While he was outside and the coffee was dripping through the maker, she ran through the shower. Within five minutes she was dry, half dressed, and winding her hair into a quick knot that she pinned to the back of her head. Today she applied only a slap of lipstick, a brush of mascara, then slid into slacks and a sweater before returning to the kitchen. Trace was just stomping the snow from his boots on the back porch. He opened the door, and Bonzi, fresh from relieving himself and, it appeared, running through the snow, bounded inside.
“Nice morning,” Trace said as he stepped over the threshold, shaking his head to let her know he hadn’t seen anything outside. She poured two cups of coffee and handed him one.
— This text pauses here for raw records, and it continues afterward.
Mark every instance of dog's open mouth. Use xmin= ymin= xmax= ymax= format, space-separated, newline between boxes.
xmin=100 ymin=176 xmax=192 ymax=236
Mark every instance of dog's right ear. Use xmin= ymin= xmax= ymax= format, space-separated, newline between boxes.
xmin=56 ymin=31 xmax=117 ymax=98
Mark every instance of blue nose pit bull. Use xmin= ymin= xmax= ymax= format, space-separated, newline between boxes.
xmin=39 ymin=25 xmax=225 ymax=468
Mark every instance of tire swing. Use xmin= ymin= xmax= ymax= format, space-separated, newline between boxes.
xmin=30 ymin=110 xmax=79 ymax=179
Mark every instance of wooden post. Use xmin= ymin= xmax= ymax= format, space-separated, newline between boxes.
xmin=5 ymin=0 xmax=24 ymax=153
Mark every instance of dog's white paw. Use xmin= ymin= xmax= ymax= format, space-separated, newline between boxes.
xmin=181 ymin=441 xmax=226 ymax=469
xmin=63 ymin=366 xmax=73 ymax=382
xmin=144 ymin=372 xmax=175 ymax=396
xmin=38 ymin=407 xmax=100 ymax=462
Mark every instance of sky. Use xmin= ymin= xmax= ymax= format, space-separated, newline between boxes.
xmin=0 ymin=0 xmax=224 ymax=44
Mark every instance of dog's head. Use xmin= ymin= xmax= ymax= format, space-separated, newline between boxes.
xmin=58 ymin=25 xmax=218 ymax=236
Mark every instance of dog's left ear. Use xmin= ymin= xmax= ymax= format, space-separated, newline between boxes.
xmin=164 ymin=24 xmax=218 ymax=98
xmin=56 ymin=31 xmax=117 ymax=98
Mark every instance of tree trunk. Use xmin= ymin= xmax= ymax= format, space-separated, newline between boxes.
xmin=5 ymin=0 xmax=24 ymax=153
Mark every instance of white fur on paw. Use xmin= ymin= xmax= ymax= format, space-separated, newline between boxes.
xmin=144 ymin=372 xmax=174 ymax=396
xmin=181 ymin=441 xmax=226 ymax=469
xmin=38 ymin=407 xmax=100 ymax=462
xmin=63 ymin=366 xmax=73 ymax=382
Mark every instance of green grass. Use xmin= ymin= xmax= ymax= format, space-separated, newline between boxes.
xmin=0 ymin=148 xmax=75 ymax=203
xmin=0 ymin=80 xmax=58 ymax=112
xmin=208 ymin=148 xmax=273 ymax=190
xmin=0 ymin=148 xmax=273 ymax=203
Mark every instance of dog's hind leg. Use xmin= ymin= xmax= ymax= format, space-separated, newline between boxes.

They shared their drinks in silence for a few moments, acutely aware of the microphones.
Finishing his coffee, Trace put his cup in the sink. Kacey followed suit as he asked, “You leaving now?”
“Yep.” She grabbed her keys. She might not completely trust Trace, but she really didn’t like the idea of being alone in her house, Bonzi or no Bonzi.
CHAPTER 26
Water dripped onto the floor of his listening post. Snow melting off his clothes. He’d hurried back from Acacia’s, where he’d spent the night watching the back of her house through his night-vision goggles. O’Halleran had spent the night with her! He’d circled around and seen the man’s truck while snow came down heavily, obscuring his tracks almost as he made them. He’d circled back and waited, the big flakes silent and cold, a slow, hot fury taking hold inside him at all the things she’d learned and told O’Halleran.
A light had come on in Acacia’s room, and he’d quickly moved farther into the brush and jogged to his car. It had been a short drive to his lair, and he’d hurried inside, eager to listen in, but there was nothing more than what he’d heard the night before.
His blood burned through his veins. He wanted Acacia to die. Soon. Now.
He ripped out the earbud and threw it down. If only he’d heard more! The first part had been clear, but then they’d turned up the volume on the television and the radio.
Had they guessed? Had they found the tiny microphones? Been aware of him listening in?
Couldn’t be!
In frustration he’d left this morning to go to her place, and the only thing he’d learned was that O’Halleran had never left. She had an ally. O’Halleran! Leanna’s ex. How had that happened? He wasn’t sure, but he knew they had to die together. Somehow.
Leanna . . . He ground his teeth together. Acacia had found a lot of the names of the women. Too many!
And O’Halleran had told her about Leanna.